Accolto come un re poi crocifisso

di don Enrico

Brancozzi*

La liturgia della parola di oggi ci presenta il lungo Vangelo della passione di Gesù, il ‘Passio’, di solito proclamato nelle parrocchie a più voci, che rende i fatti narrati ancora più coinvolgenti emotivamente. Nel racconto della passione troviamo una sintesi della vita umana: la contraddizione di un messia accolto come un re e cinque giorni dopo crocifisso come un nemico dello stato. Personaggi collaterali che diventano protagonisti (le donne, i due malfattori) personaggi primari che mostrano tutta la loro fragilità e paura (Erode, Pilato, i capi dei sacerdoti e gli scribi). In mezzo stanno i discepoli: terrorizzati, impotenti di fronte a quello che stava accadendo, combattuti tra il desiderio di salvare il loro maestro e la paura di fare la stessa fine. Dentro il racconto della passione, insomma, c’è spazio per tutta la nostra umanità: per tutti i nostri desideri, le nostre frustrazioni, i nostri fallimenti, ma anche tutte le nostre speranze e attese. C’è spazio anche per quello che non speriamo più.
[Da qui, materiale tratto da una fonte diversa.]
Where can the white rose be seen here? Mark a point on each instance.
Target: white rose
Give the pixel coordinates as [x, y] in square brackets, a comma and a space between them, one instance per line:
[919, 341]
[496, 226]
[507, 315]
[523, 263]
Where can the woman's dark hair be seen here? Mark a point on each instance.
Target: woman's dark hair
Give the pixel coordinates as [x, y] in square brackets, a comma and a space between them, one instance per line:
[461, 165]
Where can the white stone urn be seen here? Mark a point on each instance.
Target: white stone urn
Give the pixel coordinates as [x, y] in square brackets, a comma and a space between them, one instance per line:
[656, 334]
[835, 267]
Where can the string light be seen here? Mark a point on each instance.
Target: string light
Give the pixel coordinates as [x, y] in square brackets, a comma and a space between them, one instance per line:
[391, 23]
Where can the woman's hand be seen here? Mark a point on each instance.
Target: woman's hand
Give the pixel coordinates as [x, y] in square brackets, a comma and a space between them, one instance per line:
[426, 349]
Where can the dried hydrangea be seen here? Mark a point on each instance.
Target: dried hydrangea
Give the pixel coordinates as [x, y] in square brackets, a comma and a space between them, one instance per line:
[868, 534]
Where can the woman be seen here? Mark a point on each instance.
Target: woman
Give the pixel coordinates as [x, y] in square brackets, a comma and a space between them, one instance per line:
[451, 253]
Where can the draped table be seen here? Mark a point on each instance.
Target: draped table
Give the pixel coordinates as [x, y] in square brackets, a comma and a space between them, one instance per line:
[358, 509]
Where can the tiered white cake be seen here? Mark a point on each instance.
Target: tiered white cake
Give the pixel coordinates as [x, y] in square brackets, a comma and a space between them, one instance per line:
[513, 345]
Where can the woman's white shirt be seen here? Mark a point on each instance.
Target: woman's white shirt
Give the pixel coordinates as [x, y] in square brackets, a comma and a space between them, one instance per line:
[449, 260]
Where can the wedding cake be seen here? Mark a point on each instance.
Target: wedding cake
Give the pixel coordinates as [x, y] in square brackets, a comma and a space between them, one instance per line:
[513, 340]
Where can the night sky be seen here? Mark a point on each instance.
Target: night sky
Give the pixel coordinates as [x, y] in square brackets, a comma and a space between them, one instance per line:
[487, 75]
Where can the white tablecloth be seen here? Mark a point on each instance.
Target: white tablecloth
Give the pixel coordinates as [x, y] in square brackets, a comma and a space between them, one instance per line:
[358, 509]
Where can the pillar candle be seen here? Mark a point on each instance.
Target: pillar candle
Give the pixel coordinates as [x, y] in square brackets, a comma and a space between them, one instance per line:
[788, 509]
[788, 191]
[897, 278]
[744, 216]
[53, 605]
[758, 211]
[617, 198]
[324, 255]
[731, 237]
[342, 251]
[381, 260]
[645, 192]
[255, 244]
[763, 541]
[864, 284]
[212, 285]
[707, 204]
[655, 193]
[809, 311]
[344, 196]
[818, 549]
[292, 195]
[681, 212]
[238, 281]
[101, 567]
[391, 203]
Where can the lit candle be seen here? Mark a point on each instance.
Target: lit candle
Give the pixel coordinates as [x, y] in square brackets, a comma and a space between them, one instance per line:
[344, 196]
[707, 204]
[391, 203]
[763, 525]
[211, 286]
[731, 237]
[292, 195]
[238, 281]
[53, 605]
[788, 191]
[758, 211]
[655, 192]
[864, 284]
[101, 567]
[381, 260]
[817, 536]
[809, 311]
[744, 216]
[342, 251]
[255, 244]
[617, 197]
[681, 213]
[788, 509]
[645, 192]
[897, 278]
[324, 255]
È l’esperienza del ‘buon ladrone’, un uomo che riconosce l’estraneità di Gesù a quella condanna e gli chiede di ricordarsi di lui, letteralmente di ‘portarlo nel cuore’. Mi sembra il personaggio più originale della passione di Luca. Di lui non sappiamo nulla. Doveva però essersi macchiato di reati molto gravi per meritare quella pena. I padri antichi lo chiamano ‘teologo’, nel senso che riconosce la divinità di Gesù nel momento in cui era più difficile farlo. Secondo una tradizione dei cristiani di lingua siriaca le anime dei defunti che arrivano alla porta del paradiso vi trovano il buon ladrone. Il Vangelo ci dice solo che rimprovera il complice per gli insulti a Gesù, per non avere rispetto di un uomo che sta scontando una pena palesemente ingiusta, e che poi osa chiedergli una memoria ‘quando sarai nel tuo regno’. La fede è tutta qui, un abbandono fiducioso di quello che è stata ed è la nostra vita.